Surpreendidos pela forte repercussão que a Operação Custo
Brasil teve desde logo na mídia e nos círculos políticos, com a desfaçatez
habitual os petistas partiram imediatamente para a ofensiva alegando, como
vociferou o senador Lindbergh Farias, que a prisão de Paulo Bernardo teve
“evidente motivação política”, destinada a desviar a atenção dos problemas que
o governo interino está enfrentando pelo fato de em menos de um mês três
ministros de Michel Temer terem sido demitidos. Ora, ao longo dos dois anos e
dois meses até agora decorridos desde o início de suas operações, a Lava Jato
jamais precisou de “motivação política” para levar uma legião de petistas e
políticos de outros partidos à barra dos tribunais. A “motivação” da prisão de
Paulo Bernardo foi exatamente a mesma que obrigou os três ministros do PMDB a
deixarem os cargos: bem fundamentadas suspeitas de corrupção.
Alegam também os petistas, eternas vítimas de um sistema
injusto que, não obstante, os manteve por mais de 13 anos no poder, que o juiz
que autorizou a operação abusou de seus poderes, usurpando prerrogativas da
Suprema Corte ao invadir o apartamento de Paulo Bernardo em Brasília, que na
verdade é propriedade do Senado Federal, cedido à mulher do investigado, a
senadora Gleisi Hoffmann (PT-PR). De acordo com esse ponto de vista, Paulo
Bernardo não tem foro privilegiado, mas a senadora, que é sua mulher, tem. Para
agir, portanto, a PF teria que ter sido autorizada pelo STF.

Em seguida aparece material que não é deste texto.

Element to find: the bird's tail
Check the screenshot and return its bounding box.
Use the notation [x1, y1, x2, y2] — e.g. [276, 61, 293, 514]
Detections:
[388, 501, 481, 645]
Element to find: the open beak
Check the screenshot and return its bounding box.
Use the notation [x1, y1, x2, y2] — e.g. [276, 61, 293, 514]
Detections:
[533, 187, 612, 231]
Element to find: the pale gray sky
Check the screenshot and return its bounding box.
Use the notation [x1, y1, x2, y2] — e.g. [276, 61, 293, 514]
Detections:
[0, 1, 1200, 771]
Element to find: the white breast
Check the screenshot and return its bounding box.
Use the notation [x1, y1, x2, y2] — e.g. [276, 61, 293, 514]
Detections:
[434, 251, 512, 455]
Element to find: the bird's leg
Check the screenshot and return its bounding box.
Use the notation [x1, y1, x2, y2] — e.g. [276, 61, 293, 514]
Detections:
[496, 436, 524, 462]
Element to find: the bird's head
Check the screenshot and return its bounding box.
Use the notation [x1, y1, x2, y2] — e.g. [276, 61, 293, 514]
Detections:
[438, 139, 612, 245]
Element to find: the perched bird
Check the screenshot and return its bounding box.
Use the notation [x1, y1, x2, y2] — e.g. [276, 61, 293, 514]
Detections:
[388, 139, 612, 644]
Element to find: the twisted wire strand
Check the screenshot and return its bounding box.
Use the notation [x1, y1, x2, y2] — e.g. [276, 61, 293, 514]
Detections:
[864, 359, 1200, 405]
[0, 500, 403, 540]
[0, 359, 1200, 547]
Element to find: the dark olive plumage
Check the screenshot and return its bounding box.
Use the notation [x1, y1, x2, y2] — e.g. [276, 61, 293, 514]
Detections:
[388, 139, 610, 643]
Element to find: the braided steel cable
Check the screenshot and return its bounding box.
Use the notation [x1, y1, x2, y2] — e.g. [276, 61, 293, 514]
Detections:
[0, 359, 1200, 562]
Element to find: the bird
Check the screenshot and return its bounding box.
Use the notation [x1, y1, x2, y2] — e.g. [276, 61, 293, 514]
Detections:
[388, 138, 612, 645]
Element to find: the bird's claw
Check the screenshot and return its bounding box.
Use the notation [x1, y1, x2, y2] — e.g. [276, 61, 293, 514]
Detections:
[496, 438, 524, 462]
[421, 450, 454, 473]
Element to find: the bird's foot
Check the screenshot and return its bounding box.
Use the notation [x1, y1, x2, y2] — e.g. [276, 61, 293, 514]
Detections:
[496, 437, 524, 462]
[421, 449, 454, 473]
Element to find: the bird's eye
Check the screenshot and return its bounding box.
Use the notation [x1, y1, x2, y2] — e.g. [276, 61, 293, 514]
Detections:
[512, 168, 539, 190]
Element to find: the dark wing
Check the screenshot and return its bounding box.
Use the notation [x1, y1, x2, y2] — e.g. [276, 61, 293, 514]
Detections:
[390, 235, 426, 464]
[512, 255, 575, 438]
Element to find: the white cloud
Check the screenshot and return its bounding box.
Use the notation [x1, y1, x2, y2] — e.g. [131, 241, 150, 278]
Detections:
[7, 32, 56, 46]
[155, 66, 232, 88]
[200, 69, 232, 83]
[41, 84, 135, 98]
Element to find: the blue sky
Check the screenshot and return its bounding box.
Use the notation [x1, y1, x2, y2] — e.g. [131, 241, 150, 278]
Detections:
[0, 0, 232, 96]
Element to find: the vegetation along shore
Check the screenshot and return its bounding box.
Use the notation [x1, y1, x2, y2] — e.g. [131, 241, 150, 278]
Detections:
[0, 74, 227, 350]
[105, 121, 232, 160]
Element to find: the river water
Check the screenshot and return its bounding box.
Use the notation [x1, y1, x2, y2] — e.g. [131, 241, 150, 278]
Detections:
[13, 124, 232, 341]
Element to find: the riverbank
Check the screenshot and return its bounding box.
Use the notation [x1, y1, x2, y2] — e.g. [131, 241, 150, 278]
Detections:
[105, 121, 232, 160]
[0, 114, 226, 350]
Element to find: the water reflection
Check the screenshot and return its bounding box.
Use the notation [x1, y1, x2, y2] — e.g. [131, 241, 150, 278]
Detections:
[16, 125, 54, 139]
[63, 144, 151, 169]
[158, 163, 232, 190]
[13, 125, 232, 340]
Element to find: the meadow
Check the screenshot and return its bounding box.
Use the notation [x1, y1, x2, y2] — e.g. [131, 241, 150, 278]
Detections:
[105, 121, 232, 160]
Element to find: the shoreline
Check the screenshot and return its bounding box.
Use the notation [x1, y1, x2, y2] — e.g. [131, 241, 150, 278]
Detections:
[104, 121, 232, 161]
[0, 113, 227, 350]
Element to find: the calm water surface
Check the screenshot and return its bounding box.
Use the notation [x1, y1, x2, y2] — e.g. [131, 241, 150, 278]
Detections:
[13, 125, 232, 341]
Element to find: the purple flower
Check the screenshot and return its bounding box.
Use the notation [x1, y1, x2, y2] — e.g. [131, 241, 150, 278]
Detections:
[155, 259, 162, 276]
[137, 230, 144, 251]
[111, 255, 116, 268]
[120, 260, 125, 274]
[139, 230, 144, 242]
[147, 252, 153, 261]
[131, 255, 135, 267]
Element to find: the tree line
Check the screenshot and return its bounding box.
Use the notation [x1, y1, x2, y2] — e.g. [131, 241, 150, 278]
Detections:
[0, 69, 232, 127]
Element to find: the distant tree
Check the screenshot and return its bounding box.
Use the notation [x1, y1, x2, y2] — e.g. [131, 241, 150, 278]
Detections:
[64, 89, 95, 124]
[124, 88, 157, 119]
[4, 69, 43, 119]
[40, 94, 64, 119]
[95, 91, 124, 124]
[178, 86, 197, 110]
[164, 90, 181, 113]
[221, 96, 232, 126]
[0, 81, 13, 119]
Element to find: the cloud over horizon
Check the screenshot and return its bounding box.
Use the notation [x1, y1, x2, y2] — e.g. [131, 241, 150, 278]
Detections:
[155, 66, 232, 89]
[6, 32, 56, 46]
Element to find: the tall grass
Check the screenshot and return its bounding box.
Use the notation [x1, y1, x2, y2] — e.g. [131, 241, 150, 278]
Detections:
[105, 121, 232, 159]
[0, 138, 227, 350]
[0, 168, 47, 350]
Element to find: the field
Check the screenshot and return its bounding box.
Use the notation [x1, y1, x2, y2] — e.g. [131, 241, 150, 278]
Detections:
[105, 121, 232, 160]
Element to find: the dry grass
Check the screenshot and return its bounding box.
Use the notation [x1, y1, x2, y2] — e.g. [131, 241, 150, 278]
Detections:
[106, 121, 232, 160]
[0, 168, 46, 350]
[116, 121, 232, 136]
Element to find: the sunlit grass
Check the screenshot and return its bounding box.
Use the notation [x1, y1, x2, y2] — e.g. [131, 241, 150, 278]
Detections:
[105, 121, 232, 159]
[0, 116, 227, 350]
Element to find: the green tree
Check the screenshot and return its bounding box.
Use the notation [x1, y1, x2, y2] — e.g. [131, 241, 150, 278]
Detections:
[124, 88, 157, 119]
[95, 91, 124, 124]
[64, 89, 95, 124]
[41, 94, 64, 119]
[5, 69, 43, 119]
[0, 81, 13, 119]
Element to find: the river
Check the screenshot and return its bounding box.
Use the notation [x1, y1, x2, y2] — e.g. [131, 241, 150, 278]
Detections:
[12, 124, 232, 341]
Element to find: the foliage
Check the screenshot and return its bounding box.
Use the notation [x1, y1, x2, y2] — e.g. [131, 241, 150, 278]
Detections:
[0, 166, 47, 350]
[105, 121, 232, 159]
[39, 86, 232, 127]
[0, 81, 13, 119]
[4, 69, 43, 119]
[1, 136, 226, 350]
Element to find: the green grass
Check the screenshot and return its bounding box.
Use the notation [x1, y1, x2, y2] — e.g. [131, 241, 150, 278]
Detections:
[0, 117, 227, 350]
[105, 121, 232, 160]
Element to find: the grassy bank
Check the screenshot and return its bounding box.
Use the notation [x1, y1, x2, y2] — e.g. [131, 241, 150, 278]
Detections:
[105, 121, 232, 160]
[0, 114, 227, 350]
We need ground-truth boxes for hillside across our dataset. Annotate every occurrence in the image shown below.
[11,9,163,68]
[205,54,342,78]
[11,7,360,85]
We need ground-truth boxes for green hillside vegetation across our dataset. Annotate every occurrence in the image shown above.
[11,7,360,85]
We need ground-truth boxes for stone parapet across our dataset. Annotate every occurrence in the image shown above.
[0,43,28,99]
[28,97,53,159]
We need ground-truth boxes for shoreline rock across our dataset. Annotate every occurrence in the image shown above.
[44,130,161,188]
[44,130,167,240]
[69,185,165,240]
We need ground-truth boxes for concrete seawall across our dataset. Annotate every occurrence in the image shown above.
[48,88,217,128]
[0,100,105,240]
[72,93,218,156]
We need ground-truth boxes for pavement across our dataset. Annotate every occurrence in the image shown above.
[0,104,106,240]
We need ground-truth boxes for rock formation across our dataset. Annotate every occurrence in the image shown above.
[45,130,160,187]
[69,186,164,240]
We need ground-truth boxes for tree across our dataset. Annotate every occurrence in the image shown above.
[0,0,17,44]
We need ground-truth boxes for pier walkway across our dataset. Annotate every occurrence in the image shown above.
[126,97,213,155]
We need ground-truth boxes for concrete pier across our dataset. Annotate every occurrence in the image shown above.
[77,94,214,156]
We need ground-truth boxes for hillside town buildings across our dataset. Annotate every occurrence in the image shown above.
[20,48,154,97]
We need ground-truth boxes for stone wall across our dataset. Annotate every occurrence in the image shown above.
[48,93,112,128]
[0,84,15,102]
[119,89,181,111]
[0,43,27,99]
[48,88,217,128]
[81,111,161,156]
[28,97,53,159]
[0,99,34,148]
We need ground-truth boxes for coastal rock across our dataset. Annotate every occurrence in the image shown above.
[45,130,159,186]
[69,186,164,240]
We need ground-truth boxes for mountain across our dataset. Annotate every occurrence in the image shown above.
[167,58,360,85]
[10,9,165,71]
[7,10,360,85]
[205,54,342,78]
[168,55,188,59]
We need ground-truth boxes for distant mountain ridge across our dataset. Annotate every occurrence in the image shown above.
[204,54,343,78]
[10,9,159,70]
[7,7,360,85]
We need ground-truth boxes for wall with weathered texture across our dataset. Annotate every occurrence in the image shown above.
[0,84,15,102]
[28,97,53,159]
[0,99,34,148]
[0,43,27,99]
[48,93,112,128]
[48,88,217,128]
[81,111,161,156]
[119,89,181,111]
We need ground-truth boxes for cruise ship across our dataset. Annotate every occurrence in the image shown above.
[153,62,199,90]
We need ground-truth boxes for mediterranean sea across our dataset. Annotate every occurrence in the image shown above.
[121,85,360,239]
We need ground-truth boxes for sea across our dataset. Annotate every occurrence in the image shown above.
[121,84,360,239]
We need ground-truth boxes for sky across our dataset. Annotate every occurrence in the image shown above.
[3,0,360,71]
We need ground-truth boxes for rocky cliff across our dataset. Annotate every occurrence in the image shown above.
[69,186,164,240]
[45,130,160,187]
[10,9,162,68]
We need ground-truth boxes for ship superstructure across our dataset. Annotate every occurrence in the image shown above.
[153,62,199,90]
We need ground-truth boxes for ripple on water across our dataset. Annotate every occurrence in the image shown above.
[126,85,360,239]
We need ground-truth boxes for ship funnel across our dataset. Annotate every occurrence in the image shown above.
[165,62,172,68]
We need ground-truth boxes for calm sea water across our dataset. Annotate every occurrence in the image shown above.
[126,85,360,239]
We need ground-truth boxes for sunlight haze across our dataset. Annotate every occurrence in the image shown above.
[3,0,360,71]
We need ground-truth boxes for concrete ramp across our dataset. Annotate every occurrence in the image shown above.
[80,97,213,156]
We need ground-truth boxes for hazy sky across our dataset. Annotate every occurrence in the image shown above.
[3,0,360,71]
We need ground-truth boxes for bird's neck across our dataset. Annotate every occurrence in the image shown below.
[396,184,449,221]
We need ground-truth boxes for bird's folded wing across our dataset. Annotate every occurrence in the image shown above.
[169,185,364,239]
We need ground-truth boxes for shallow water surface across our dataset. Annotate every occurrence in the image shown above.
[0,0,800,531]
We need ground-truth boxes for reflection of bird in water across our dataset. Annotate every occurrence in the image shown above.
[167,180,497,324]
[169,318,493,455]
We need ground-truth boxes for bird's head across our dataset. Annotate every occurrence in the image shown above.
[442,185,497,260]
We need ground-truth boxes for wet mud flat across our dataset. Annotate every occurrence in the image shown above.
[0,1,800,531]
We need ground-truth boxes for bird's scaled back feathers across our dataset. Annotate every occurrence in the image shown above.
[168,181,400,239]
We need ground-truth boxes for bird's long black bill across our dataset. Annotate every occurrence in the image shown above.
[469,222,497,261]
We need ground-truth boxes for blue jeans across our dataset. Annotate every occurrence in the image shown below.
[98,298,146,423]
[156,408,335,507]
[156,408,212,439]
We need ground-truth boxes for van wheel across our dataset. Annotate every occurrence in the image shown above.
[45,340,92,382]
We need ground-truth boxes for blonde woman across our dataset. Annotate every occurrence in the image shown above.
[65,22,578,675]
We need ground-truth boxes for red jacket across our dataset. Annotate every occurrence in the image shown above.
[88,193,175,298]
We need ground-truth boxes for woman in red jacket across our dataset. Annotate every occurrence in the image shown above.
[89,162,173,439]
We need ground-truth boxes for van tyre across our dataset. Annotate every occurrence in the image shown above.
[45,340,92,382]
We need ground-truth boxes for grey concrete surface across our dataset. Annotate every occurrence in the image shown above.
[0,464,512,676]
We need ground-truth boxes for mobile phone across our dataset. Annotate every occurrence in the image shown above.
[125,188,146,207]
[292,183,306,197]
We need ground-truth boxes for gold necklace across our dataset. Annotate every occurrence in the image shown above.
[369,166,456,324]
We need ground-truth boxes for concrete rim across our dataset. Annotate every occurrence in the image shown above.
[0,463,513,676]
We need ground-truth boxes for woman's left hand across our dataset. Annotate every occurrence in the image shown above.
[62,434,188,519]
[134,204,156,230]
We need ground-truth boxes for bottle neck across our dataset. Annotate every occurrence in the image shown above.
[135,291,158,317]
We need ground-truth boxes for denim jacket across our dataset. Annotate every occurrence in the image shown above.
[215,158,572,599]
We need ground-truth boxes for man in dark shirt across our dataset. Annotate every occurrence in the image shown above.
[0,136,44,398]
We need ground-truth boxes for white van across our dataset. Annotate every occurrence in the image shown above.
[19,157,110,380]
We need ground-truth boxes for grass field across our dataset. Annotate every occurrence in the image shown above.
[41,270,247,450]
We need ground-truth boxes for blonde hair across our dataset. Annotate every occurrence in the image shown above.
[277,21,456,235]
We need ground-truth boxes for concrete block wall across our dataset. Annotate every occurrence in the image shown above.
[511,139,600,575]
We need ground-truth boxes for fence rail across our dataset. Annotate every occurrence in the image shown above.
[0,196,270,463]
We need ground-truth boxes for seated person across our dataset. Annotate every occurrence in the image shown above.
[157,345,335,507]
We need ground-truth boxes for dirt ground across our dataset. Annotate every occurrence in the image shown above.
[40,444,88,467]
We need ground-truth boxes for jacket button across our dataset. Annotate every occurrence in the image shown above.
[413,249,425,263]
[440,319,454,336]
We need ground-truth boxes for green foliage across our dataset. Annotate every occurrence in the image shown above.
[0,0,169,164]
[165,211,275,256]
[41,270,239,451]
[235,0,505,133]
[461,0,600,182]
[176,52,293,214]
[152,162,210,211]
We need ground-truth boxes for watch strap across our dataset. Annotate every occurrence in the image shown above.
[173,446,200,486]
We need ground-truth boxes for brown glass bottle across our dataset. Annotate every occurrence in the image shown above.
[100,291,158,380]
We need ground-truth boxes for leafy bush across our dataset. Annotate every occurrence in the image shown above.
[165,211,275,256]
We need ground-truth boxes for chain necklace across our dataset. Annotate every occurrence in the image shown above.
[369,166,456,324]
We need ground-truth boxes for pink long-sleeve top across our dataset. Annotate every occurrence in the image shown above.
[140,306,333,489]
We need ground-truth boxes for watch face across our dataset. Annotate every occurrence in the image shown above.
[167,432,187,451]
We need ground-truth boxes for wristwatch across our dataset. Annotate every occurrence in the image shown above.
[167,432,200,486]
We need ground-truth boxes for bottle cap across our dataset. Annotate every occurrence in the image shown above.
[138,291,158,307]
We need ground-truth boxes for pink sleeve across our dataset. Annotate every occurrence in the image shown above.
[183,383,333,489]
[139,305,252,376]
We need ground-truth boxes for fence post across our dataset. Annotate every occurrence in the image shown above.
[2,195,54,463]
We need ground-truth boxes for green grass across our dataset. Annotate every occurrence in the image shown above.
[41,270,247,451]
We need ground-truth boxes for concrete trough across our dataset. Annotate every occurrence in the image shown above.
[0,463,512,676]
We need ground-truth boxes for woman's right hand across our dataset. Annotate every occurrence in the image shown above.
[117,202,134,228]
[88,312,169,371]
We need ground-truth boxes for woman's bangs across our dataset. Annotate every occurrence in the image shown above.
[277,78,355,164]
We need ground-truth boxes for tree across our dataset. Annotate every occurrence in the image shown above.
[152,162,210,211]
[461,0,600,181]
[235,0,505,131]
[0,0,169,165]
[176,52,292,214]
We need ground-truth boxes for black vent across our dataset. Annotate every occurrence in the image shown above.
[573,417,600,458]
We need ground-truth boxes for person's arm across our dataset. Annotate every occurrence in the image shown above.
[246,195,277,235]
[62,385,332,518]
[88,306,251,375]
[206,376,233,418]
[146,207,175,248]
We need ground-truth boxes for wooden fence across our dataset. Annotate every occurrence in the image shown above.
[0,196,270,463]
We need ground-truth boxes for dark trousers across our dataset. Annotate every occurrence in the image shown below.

O argumento de abuso de autoridade – que instrui uma
representação que o presidente do Senado, Renan Calheiros, se apressou a
apresentar ao STF – pode até ter procedência, embora cada caso deva ser
considerado sempre com a cautela necessária para evitar, por exemplo, que o
foro privilegiado de cônjuges se torne o confortável refúgio de meliantes e
também para se evitar que apartamento funcional receba tratamento privilegiado,
que deve ser atribuído a uma pessoa que recebe múnus de autoridade, e não a um
imóvel. De qualquer modo, essa é uma decisão que cabe à Suprema Corte tomar.
De resto, abuso de verdade, e claramente criminoso, é o que
comete quem não tem o menor escrúpulo para, em nome de interesses políticos e
da ganância pessoal, meter a mão no bolso de cidadãos indefesos.